With ModelProvider.fromConfig you can define several models in configuration and use different models in different agents.

Available model providers for hosted models are:

Provider Site

Anthropic

anthropic.com

GoogleAIGemini

gemini.google.com

Hugging Face

huggingface.co

OpenAi

openai.com

Additionally, these model providers for locally running models are supported:

Provider Site

LocalAI

localai.io

Ollama

ollama.com

Each model provider may have different settings and those are described in AI model provider configuration

It is also possible to plug in a custom model by implementing the ModelProvider.Custom interface and use it with ModelProvider.custom. That involves the underlying implementations of LangChain4J ChatModel and optionally StreamingChatModel. Refer to the Langchain4j documentation or reference implementations for how to implement the ChatModel and StreamingChatModel.

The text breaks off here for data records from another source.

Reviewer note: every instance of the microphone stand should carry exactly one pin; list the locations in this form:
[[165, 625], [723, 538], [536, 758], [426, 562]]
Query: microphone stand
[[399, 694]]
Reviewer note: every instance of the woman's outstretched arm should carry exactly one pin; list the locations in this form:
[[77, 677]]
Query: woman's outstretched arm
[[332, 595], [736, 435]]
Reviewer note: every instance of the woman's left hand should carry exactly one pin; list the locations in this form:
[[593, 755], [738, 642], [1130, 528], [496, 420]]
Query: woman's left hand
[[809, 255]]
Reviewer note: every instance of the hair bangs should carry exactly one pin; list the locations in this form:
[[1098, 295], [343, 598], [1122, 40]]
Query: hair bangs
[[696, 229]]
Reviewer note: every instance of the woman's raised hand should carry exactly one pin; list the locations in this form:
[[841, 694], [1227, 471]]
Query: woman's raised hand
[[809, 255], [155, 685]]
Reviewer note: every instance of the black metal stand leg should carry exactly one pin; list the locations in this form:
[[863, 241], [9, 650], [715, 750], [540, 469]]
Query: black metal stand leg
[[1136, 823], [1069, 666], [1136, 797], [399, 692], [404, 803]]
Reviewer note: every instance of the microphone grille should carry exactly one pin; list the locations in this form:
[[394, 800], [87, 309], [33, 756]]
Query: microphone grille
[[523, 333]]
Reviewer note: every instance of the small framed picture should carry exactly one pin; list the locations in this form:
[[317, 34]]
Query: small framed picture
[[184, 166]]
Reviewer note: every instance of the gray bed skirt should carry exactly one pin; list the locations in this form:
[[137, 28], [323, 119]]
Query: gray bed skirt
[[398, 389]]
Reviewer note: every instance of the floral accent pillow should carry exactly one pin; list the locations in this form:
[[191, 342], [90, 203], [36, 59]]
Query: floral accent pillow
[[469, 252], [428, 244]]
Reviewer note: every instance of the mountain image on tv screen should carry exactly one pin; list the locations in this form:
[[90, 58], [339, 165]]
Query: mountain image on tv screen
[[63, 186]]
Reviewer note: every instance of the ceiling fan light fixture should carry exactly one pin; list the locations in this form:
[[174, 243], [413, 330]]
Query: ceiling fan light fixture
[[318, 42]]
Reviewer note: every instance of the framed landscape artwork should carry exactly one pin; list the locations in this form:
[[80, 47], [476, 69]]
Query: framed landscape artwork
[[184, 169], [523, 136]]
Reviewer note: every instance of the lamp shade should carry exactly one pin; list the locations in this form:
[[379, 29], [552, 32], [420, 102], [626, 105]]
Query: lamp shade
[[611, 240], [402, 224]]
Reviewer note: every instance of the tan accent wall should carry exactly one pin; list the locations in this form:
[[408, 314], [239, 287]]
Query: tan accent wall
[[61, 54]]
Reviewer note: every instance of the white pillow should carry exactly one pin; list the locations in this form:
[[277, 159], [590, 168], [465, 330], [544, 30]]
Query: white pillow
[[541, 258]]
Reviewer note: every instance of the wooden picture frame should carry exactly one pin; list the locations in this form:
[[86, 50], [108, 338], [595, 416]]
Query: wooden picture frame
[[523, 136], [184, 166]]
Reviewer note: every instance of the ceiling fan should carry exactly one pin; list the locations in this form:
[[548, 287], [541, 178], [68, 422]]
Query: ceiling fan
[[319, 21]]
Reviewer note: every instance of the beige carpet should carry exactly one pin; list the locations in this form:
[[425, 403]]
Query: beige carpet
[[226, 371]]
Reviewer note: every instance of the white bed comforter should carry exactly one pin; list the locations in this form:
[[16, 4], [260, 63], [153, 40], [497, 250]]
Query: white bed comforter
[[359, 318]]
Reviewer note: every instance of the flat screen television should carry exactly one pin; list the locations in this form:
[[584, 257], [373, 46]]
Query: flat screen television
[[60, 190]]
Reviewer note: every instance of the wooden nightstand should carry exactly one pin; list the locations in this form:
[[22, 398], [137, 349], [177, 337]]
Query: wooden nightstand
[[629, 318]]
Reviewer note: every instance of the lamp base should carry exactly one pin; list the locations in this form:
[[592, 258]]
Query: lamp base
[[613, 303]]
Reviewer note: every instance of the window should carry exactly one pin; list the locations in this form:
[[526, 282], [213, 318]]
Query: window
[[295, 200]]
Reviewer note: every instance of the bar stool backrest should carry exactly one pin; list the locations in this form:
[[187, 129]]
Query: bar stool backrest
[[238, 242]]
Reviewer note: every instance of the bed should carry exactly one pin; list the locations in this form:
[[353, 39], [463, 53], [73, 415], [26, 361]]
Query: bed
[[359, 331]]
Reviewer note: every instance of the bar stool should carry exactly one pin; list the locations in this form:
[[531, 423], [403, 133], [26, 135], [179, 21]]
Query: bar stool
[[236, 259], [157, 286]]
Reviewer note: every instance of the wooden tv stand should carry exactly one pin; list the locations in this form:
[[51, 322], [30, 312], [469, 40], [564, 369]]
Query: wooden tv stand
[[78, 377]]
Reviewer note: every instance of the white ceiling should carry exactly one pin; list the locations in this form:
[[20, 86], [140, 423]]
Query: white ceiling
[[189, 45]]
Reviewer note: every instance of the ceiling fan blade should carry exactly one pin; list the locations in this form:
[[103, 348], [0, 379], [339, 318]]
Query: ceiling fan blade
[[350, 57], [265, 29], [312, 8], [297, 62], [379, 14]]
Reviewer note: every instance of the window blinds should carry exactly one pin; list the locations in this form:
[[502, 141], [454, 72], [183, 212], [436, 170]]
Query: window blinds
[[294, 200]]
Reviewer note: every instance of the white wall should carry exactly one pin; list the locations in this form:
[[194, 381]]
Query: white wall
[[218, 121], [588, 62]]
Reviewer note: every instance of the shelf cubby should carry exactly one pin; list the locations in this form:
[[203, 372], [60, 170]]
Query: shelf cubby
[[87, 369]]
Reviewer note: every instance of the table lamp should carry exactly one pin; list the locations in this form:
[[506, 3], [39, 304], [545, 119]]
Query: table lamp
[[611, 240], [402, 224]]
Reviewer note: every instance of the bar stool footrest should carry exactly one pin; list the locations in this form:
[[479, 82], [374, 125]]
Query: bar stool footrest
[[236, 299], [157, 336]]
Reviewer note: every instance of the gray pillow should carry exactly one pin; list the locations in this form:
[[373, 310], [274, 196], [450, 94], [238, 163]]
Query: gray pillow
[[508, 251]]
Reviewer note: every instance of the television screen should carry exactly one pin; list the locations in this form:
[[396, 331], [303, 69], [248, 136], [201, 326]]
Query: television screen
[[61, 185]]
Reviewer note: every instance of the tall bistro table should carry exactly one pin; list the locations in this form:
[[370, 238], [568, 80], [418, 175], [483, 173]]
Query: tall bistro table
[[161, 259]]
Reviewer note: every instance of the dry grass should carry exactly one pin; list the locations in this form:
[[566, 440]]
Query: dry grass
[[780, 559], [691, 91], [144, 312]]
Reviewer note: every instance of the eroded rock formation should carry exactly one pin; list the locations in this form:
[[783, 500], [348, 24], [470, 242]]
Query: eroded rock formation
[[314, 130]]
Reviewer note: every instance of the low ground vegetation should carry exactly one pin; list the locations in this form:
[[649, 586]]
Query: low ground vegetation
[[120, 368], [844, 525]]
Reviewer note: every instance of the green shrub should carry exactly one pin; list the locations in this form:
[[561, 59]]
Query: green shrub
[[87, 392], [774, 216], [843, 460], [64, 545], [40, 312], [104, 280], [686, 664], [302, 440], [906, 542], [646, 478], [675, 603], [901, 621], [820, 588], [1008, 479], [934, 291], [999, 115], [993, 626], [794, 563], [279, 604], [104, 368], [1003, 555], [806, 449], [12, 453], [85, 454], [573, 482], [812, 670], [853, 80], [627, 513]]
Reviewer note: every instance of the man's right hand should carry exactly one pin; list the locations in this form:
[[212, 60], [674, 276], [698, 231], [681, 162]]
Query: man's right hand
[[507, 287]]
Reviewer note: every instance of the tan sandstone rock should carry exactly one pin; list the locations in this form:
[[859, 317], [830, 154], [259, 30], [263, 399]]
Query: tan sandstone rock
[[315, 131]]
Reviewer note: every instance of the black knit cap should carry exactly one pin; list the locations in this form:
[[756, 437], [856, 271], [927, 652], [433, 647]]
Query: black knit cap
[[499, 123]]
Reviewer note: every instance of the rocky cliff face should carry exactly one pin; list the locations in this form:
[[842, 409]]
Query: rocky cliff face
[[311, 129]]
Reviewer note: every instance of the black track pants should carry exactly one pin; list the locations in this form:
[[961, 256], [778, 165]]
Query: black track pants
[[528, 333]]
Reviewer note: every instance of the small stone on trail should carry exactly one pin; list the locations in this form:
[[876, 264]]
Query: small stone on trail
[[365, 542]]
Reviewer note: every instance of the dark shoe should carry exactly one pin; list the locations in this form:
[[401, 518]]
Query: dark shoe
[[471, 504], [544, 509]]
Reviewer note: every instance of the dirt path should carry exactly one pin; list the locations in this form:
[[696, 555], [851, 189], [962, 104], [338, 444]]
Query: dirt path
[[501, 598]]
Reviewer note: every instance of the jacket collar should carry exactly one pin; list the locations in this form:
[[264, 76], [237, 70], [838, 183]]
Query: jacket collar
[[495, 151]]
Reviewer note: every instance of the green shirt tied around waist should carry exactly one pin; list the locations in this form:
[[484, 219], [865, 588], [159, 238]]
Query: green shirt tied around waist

Use ComponentClient in an agent

Dependency injection can be used in an Agent. For example, injecting the ComponentClient to be able to enrich the request to the AI model with information from entities or views may look like this:

ActivityAgent.java
@Component(id = "activity-agent")
public class ActivityAgent extends Agent {

  public record Request(String userId, String message) {}

  private static final String SYSTEM_MESSAGE =
    """
    You are an activity agent. Your job is to suggest activities in the
    real world. Like for example, a team building activity, sports, an
    indoor or outdoor game, board games, a city trip, etc.
    """.stripIndent();

  private final ComponentClient componentClient;

  public ActivityAgent(ComponentClient componentClient) { (1)
    this.componentClient = componentClient;
  }

  public Effect<String> query(Request request) {
    var profile = componentClient (2)
      .forEventSourcedEntity(request.userId)
      .method(UserProfileEntity::getProfile)
      .invoke();

    var userMessage = request.message + "\nPreferences: " + profile.preferences; (3)

    return effects().systemMessage(SYSTEM_MESSAGE).userMessage(userMessage).thenReply();
  }
}
1 Inject the ComponentClient as a constructor parameter.
2 Retrieve preferences from an entity.
3 Enrich the user message with the preferences.

This also illustrates the important point that the context of the request to the AI model can be built from additional information in the service and doesn’t only have to come from the session memory.

The ability to reach into the rest of a distributed Akka application to augment requests makes behavior like Retrieval Augmented Generation (RAG) simple and less error prone than doing things manually without Akka.